Several of the boys’ friends, Cullen says, recall noticing “peculiarities” on the morning of the attack. Dylan’s prom date, Robyn, noticed his absence from class, and the boys’ mutual friend, Brooks Brown, wondered “what kind of stunt” Eric was pulling by missing an important test in psychology class.
There are seeds of unease in the air, but truly none of the boys’ friends are able to predict—or even really suspect—what they are about to do.
Dylan and Eric head for school—they are already running behind schedule. Dylan wears cargo pants, a black t-shirt emblazoned with the word WRATH, and a baseball cap. Eric wears a similar outfit, but his t-shirt says NATURAL SELECTION. Both boys wear combat boots, share a single pair of gloves, and bring along heavy black duster jackets. The boys leave behind the Basement Tapes on Eric’s kitchen counter, along with some handwritten “final thoughts.”
The shooters designed every detail of the attacks down to their outfits. The shared pair of gloves seems to denote the deep bond that planning the attack created between them, and also symbolizes their shared responsibility for and dedication to the violence that was about to occur. The boys want there to be witnesses to and an audience for the attack, and leave behind evidence of their careful planning in plain sight.
After setting the decoy bombs in a field a few miles from Columbine, the boys drive to school. They are on a tight schedule. Dylan parks in his regular spot in the senior lot, while Eric parks in the adjacent junior lot. Brooks Brown, on his way out to lunch, spots Eric pulling into the wrong lot and questions him. Eric tells Brooks that “it doesn’t matter,” and implores him to “go home.” Brooks continued to head off campus for lunch, shaking off Eric’s odd comments.
Despite meticulous planning, the shooters found themselves running behind schedule. Eric’s bizarre but benevolent comment to Brooks—who was more of an enemy than a friend, as Cullen will later reveal—demonstrates some kind of “perimeter” around the attacks, or a boundary that could not be crossed—Brooks was spared as he headed away from campus, and the attacks would only begin when the boys entered the high school itself.
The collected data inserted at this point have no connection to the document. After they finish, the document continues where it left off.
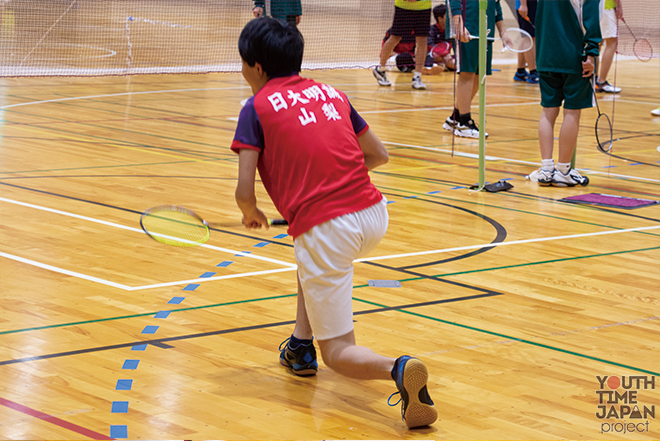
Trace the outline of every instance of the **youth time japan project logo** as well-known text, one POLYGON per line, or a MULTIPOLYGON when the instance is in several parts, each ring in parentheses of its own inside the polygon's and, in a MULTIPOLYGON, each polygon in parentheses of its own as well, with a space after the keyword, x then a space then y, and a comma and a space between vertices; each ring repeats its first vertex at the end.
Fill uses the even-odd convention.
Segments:
POLYGON ((644 404, 655 390, 652 375, 596 376, 600 433, 647 433, 655 419, 655 405, 644 404))

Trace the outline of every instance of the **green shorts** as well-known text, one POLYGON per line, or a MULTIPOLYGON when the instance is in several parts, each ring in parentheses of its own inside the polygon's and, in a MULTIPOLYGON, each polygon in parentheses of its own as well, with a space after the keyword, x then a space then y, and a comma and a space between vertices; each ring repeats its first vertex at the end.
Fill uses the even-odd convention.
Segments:
MULTIPOLYGON (((454 43, 456 45, 456 43, 454 43)), ((461 72, 479 72, 479 40, 470 40, 467 43, 460 43, 461 53, 459 55, 459 70, 461 72)), ((454 53, 456 53, 456 46, 454 46, 454 53)), ((486 45, 486 75, 491 75, 493 65, 493 43, 488 42, 486 45)))
POLYGON ((582 74, 539 72, 542 107, 588 109, 594 106, 594 93, 590 78, 582 74))

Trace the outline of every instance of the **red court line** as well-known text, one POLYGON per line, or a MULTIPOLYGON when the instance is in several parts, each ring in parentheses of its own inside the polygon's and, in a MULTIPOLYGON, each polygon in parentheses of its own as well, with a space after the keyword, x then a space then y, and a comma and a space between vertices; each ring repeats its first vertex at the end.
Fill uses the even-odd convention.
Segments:
POLYGON ((85 429, 84 427, 78 426, 73 423, 69 423, 68 421, 64 421, 60 418, 48 415, 47 413, 39 412, 38 410, 30 409, 29 407, 23 406, 22 404, 14 403, 13 401, 6 400, 2 397, 0 397, 0 404, 3 406, 6 406, 10 409, 17 410, 19 412, 22 412, 26 415, 33 416, 35 418, 39 418, 40 420, 46 421, 48 423, 55 424, 56 426, 60 426, 64 429, 71 430, 72 432, 76 432, 80 435, 87 436, 92 439, 98 439, 98 440, 112 440, 114 438, 110 438, 107 435, 103 435, 98 432, 94 432, 93 430, 85 429))

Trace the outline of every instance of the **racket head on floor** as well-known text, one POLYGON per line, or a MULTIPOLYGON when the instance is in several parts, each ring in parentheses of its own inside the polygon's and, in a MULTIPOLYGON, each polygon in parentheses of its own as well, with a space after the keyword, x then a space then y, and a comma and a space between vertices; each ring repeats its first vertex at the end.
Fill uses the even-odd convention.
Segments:
POLYGON ((509 28, 505 32, 506 38, 502 38, 503 50, 511 52, 527 52, 532 49, 534 40, 529 32, 520 28, 509 28), (509 40, 507 42, 507 39, 509 40))
POLYGON ((612 150, 612 144, 614 143, 612 122, 610 117, 604 113, 596 118, 596 142, 598 143, 598 150, 601 152, 608 153, 612 150))
POLYGON ((194 211, 178 205, 149 208, 140 217, 140 226, 152 239, 177 247, 193 247, 209 240, 209 226, 194 211))

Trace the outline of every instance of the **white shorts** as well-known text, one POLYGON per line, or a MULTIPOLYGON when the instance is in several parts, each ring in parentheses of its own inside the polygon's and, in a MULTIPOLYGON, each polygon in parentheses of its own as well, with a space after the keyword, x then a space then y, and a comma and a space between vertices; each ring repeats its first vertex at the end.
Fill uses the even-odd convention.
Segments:
POLYGON ((309 323, 317 340, 353 330, 353 261, 387 231, 387 200, 336 217, 296 237, 294 250, 309 323))
POLYGON ((605 38, 616 38, 617 23, 614 9, 603 9, 603 15, 600 16, 600 34, 605 38))

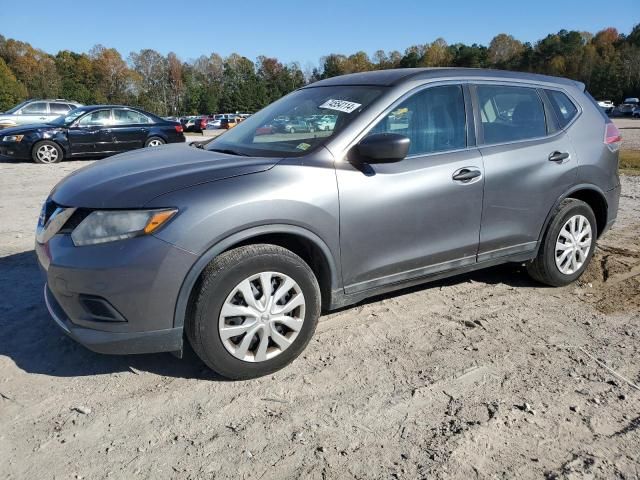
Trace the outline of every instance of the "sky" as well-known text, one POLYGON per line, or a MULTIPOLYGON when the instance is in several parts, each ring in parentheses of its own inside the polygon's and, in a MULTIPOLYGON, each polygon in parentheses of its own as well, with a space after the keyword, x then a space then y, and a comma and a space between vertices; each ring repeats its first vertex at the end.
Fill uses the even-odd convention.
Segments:
POLYGON ((561 29, 629 33, 640 0, 9 0, 0 34, 49 53, 88 52, 100 43, 126 58, 153 48, 183 60, 217 52, 318 65, 329 53, 399 50, 438 37, 488 45, 498 33, 535 42, 561 29), (28 8, 22 8, 28 7, 28 8), (32 13, 31 13, 32 12, 32 13))

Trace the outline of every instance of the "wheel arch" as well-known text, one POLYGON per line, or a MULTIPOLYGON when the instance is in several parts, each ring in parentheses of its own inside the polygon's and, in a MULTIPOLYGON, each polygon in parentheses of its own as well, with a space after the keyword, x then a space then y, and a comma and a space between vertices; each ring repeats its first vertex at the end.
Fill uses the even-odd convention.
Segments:
POLYGON ((596 228, 598 230, 596 238, 599 237, 606 228, 609 206, 607 204, 607 198, 602 189, 593 184, 575 185, 567 190, 564 194, 562 194, 562 196, 560 196, 558 200, 556 200, 556 202, 553 204, 553 207, 551 207, 551 210, 547 214, 547 218, 545 219, 542 226, 542 230, 540 231, 536 251, 540 247, 542 238, 547 231, 547 228, 549 227, 551 219, 553 218, 553 212, 555 212, 556 208, 558 208, 558 205, 560 205, 560 203, 567 198, 582 200, 587 205, 589 205, 589 207, 591 207, 591 210, 593 210, 593 214, 596 217, 596 228))
POLYGON ((65 144, 65 142, 61 142, 56 137, 39 138, 39 139, 35 140, 33 142, 33 145, 31 145, 31 151, 29 152, 32 156, 33 156, 33 152, 35 151, 36 147, 42 142, 55 143, 60 148, 60 150, 62 151, 62 160, 66 160, 66 159, 69 158, 70 150, 69 150, 68 144, 65 144))
POLYGON ((182 282, 176 309, 174 327, 183 327, 197 291, 202 272, 218 255, 244 245, 267 243, 287 248, 309 264, 320 285, 323 310, 331 308, 340 289, 338 263, 327 244, 315 233, 295 225, 265 225, 243 230, 221 240, 204 252, 189 270, 182 282))

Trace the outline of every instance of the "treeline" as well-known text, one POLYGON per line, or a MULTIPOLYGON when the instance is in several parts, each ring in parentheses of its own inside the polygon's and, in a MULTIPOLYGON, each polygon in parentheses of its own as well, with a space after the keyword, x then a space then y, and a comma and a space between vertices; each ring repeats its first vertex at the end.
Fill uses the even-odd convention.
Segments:
POLYGON ((126 59, 96 45, 89 53, 50 55, 0 35, 0 111, 27 98, 116 103, 159 115, 256 111, 306 83, 345 73, 402 67, 479 67, 544 73, 580 80, 597 98, 640 96, 640 24, 628 34, 561 30, 535 44, 500 34, 484 45, 448 45, 441 38, 404 53, 378 50, 330 54, 304 71, 260 56, 217 53, 190 62, 145 49, 126 59))

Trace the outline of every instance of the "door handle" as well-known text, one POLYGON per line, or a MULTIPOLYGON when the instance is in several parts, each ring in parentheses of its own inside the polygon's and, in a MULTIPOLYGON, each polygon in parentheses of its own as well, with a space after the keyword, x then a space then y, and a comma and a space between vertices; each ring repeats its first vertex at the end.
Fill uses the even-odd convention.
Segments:
POLYGON ((568 152, 552 152, 549 155, 549 161, 550 162, 562 162, 563 160, 566 160, 567 158, 569 158, 569 153, 568 152))
POLYGON ((461 168, 453 173, 453 178, 456 182, 468 182, 473 180, 474 178, 478 178, 482 173, 480 170, 475 170, 472 168, 461 168))

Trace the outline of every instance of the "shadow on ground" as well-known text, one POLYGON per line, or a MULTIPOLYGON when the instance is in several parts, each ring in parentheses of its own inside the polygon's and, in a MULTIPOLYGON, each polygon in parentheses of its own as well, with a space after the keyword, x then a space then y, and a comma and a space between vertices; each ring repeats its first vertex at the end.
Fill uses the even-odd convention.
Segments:
MULTIPOLYGON (((68 338, 51 320, 44 305, 44 277, 33 250, 0 258, 0 272, 0 292, 3 292, 0 356, 9 358, 25 372, 74 377, 142 371, 168 377, 221 380, 204 366, 188 344, 182 359, 168 353, 110 356, 91 352, 68 338)), ((505 265, 400 290, 363 303, 470 280, 515 287, 537 286, 521 267, 505 265)))

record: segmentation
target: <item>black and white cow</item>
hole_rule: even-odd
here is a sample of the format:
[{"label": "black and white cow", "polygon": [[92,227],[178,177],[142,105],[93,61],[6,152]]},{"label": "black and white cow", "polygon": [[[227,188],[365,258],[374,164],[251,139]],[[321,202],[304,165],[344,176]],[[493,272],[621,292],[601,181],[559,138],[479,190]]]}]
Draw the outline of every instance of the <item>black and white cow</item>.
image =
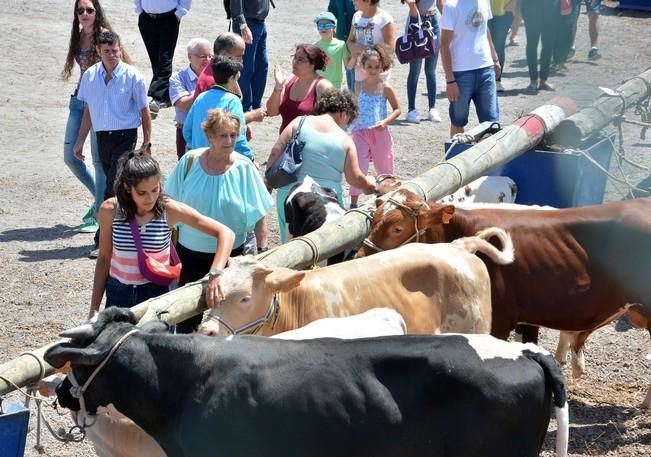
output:
[{"label": "black and white cow", "polygon": [[[293,238],[307,235],[345,213],[346,210],[339,204],[337,193],[328,187],[322,187],[310,176],[292,187],[285,199],[287,233]],[[343,262],[347,257],[346,252],[335,254],[328,259],[328,265]]]},{"label": "black and white cow", "polygon": [[310,176],[292,187],[285,199],[287,232],[293,237],[307,235],[345,213],[346,210],[339,204],[337,193],[328,187],[322,187]]},{"label": "black and white cow", "polygon": [[[283,341],[138,329],[112,308],[64,336],[85,409],[113,404],[170,457],[537,456],[552,397],[565,456],[565,384],[537,346],[488,335]],[[158,330],[158,331],[156,331]],[[106,361],[105,361],[106,359]],[[105,361],[104,364],[102,362]],[[60,405],[78,410],[66,380]]]},{"label": "black and white cow", "polygon": [[515,181],[507,176],[482,176],[460,187],[438,203],[514,203],[518,193]]}]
Eric and Dylan drop off the duffel bags containing the propane and gasoline bombs in the commons, then return to their cars to arm themselves with guns, small bombs, and knives. The bombs are timed to go off at 11:17. Cullen writes that the surveillance cameras Mr. D installed in the cafeteria should have caught the boys’ suspicious activity—however, this morning the custodian too was running late, and, while rewinding the previous day’s tapes, missed Eric and Dylan putting “Act One” in motion.
The fact that both the shooters and the custodian charged with reviewing and rewinding the security tapes were running behind schedule and did not complete their assigned tasks exactly as planned ties in with the book’s themes of failure and contingency.
Patrick Ireland heads to the library as lunch begins, planning on finishing his homework during the hour. Cassie Bernall is also in the library, studying during lunch. Mr. D is absent from the commons, about to take a meeting in which he is planning to offer a new teacher a permanent position. Robyn Anderson drives off-campus for lunch just as shots are fired on the opposite end of campus. A freshman named Danny Rohrbough and a few friends head outside for a cigarette at “the worst [possible] moment.”
Columbine students and staff, unaware of what is about to befall them, go about their morning. The simple choices they each make on this ordinary day will affect them in ways they can’t yet even begin to perceive.
Eric and Dylan presume that their decoy bomb has done the job of distracting authorities, unaware that Jeffco officials will learn of the decoy’s detonation just as the shooting begins—“nothing of consequence [will be] diverted.” The boys stand by their cars, waiting for the commons to explode.
The shooters’ first failure is happening just across town, unbeknownst to them. The morning will be full of failure, despite the shooters’ careful and detailed planning.